From the table, we can see that the LLM has a large advantage in combined Div1+2 rounds, as these rounds have quite some more problems than the isolated Div 1 rounds (therefore benefiting from its speed, since it takes longer for human solvers to reach the later problems). For the isolated Div 1 rounds, the LLM needs to have a good chance (60-80%) at solving the 2100-2400 rated problems (while solving 1600-1700 rated problems with certainty) in order to achieve the proclaimed '2727 performance rating'. Extremely impressive nevertheless, although it is quite different from having a chance at solving 2700-rated problems.
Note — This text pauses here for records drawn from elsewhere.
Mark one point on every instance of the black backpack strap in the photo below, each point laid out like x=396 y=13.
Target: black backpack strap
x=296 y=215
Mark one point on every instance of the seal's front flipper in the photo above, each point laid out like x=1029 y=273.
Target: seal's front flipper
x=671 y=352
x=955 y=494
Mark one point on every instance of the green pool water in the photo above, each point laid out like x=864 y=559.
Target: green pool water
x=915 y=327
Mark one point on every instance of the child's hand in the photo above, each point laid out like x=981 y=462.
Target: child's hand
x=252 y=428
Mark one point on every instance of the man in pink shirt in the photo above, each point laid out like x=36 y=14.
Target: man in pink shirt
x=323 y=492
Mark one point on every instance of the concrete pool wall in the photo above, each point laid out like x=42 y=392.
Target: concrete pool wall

That being said, I'm sure advancements in LLM will make solving 2700-rated problems a reality in the near future.
Appendix:
The above assumptions are quite optimal even for LLMs. The following table displays another hypothetical scenario, where we assume that the LLM makes 1 incorrect submission per problem, therefore incurring a -50 penalty for each problem. The corresponding results are displayed in the following table:
Round Name | Score Required | Boundary Problem | Ratings of Boundary Problems |
---|---|---|---|
Codeforces Global Round 28 (Div 1+2) | 5984 | F, 76.7% chance | NA |
Codeforces Round 990 (Div 1) | 2492 | C, 92.8% chance | 1600/2100 |
Rayan Programming Contest 2024 (Codeforces Round 989, Div. 1 + Div. 2) | 7252 | F1, 50.1% chance | 2200/2500 |
CodeTon Round 9 (Div. 1 + Div. 2) | 7973 | E, 82.7% chance | 1700/2200 |
Refact.ai Match 1 (Codeforces Round 985, Div1+2) | 9801 | F, 53.3% chance | 2100/2500 |
Codeforces Global Round 27 (Div 1+2) | 5917 | F, 43% chance | 2300/2500 |
Codeforces Round 980 (Div 1) | 2532 | C, 78.8% chance | 1700/2400 |
Codeforces Round 975 (Div 1) | 3120 | D, 88% chance | 1700/2200 |
Note that the boundary problems do not change at all, although the LLM does need to solve them at a higher success rate. So it really is the speed of the LLMs that yield the advantage under this set of assumptions.